Is Abu Dhabi becoming a gourmet capital? We go in search of some of the delicacies to be found on the city streets

Honey

The most amazing place we discovered was Bee Kingdom (02 666 8988) on the corner of 6th and 7th street in Khalidaya. Owner Abdul has had the shop since 1989, he told us, and inside is a haven to all things glucose. Everything from beekeeping equipment to raw honeycomb and (bizarrely) ‘honey toothpaste’ is on show. In the corner sits a small glass lab for checking nutrients and fructose levels, while stacking the shelves are long-necked jars of honeys from Al Ain, Ras Al Khaimah and Oman. The rose-red ones are from the winter bees (a sharp sweetness), we’re told; the deep black comes from summer stock (a richer, fruitier honey). Each is around Dhs200 per kilogram, but the prize is surely the famous Yemeni honey, which begins at a mere Dhs200 and goes up to Dhs3,500. It is a thick, strong golden syrup and utterly decadent.

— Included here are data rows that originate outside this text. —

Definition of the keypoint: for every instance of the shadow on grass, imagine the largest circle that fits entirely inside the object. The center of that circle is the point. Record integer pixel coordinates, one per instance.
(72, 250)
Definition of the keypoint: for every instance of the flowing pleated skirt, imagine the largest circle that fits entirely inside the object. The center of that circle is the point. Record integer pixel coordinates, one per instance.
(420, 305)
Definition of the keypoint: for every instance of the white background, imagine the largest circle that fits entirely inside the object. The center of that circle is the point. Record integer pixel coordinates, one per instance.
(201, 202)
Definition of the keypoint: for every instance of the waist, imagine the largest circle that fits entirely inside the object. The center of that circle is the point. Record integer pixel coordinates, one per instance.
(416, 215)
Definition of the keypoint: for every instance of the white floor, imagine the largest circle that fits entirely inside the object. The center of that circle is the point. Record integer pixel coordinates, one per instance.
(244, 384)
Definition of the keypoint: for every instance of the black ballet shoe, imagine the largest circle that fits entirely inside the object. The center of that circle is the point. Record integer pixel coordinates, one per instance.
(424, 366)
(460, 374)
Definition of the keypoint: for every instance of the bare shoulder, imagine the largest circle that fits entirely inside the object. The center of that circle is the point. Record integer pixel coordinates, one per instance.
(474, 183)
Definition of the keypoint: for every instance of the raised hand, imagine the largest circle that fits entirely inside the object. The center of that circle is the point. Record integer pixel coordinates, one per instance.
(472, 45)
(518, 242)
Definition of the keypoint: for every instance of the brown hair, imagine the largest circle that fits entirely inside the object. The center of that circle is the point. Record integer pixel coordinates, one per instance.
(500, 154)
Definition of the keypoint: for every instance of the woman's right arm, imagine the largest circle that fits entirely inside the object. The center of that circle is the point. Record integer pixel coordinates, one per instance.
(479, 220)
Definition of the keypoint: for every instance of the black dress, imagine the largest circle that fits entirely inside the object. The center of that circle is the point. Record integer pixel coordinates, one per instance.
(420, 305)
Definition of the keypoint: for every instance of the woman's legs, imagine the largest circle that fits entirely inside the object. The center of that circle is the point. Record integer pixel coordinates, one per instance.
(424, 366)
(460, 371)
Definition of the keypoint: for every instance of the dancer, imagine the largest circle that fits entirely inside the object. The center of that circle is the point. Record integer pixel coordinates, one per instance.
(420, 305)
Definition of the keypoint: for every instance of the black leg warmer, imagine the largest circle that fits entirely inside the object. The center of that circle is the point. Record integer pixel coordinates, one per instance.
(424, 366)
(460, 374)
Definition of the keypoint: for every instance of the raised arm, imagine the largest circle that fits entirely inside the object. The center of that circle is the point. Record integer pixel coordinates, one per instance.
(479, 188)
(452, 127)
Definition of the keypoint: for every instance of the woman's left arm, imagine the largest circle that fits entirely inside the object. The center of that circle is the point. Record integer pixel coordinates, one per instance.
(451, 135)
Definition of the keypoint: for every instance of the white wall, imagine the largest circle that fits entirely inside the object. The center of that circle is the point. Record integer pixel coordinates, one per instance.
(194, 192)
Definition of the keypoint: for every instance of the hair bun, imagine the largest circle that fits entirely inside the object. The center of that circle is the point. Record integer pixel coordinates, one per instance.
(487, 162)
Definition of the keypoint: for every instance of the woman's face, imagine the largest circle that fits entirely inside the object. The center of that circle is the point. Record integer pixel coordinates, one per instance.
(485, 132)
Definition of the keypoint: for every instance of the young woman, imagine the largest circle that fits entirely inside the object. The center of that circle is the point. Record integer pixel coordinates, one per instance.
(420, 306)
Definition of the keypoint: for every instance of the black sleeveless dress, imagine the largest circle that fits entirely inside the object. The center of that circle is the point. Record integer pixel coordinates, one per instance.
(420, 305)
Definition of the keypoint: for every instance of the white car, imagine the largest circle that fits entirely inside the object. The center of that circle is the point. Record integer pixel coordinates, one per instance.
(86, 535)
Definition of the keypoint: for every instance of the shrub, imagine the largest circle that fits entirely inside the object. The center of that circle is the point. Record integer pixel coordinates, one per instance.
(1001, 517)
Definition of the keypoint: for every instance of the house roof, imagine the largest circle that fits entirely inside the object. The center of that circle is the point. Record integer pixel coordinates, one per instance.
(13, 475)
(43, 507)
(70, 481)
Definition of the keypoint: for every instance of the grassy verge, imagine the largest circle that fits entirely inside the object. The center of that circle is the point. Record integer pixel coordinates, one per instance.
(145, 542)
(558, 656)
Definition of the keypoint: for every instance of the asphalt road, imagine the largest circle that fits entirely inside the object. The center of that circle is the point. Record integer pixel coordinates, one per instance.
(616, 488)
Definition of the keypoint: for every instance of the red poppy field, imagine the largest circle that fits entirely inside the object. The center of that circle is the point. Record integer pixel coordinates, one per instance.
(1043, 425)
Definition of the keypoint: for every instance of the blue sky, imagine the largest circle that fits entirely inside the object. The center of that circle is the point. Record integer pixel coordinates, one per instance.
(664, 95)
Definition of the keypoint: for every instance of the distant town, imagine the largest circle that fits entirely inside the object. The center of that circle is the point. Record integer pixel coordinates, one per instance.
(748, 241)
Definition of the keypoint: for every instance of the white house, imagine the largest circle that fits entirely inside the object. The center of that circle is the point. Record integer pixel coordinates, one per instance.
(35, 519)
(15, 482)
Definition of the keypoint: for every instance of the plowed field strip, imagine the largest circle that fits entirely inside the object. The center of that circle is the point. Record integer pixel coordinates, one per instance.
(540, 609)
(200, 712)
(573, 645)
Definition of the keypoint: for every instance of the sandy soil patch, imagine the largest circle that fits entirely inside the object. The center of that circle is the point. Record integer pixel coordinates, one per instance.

A must try.

Organic

The Eat Smart Market (02 634 6624) above the café in the Fotouh Al Khair Centre (or M&S building to most) is a point of call for all organic enthusiasts. At first sight, the litany of popular brand detergents and toothpastes filling the shelves might have you scratching your head, but look closer and you’ll soon discover an array of organic pastas, flours, fruits and veg. Towards the back wall, plastic dispensers of organic rice, nuts, beans and lentils ups the ‘specialist’ ante, and a wealth of more unusual products (we love their Japanese sea vegetable chips) makes it a must.

Tea and coffee

Vivel Patisserie (02 666 7338), opposite Khalidaya Garden, is probably the best known spot for specialist brews in the capital. Its catalogue of loose-leaf white, black and green teas are epic, lined up in delicate black tins along the back shelves. Cylon, Assam, Darleejeling… the list is extensive; it also doubles as a pretty good café and sweet shop too. Jellies, lukoms, marzipan and macaroons scatter the glass cases alongside traditional Arabic sweets (usually involving chickpeas in some way). Alternatively, next to the Lebanese Flower in Khalidaya is Maatouk (02 666 6824). Only a short walk away, the scent of freshly ground Turkish and American coffees percolates in the atmosphere and the old-world brass grinder adds to the effect. It’s a pretty good chocolaterie too, and a good spot to find jars of fresh tamarind and rosewater syrup
(a must in Arabic baking).

The grocers

Jones the Grocer (02 443 8762) is the city’s latest gourmet food store. A little out on a limb, you’ll need to scour the corner of 4th and 15th street (in the cluster opposite Ministry of Culture) to find it, but it’s well worth the struggle. It’s the sort of fine food store rarely seen in the capital, with Prestat chocolate, caviar and Jones’ triple berry jam delighting the dinner party set. We go for the cheese room, though – any excuse for some truffle brie and a knob of 24-month grana padano.

Meat and fish

Never eaten camel? There are a fair few butcheries in the city who specialise in this Arabic speciality, but do as the locals do and head to the Madinat Zayed Market (opposite the Gold Souk). The butchery on the right is the only one that sells camel – take our word for it because the sign is written in Arabic – and a kilo of camel meat here sets you back about Dhs16. Elsewhere, for specialist meats, it’s worth checking out the Ridley brothers’ Wagonwheel Butchery (050 329 6683). They originally started making African sausage in their kitchen because they couldn’t find it in the city; now they have their own shop at Zayed Port Market selling boerwars, droëwors and even camel biltong. While, for fresh fish, the nearby Al Meena fish souk (or the branch of the Fisherman’s Co-op at Zayed Market) is a given. The bidding starts at 4.30am, with most of the fish here sold by late morning, although it’s open until 5pm. For fresh hammour at around Dhs45 per kilo, it’s irresistible.

The Souk

There are plenty of chocolateries in the city, but the Qaryat Al Beri Souk is home to a couple of star offerings in the shape of the more traditional Nougatini and its extravagant near neighbour La Choco. If you’ve ever wondered what a chocolate chess board looks like (including finely sculpted chocky chess pieces), look no further. They also run chocolate cookery classes for the truly obsessed (next one on Nov 7, 3.30pm for Dhs150. Book on 02 509 8555). Meanwhile, the Abela deli is also well worth visiting. It’s an extension of the supermarket in Khalidiya, with good fresh bread on offer, organic veg and some fine French cheeses.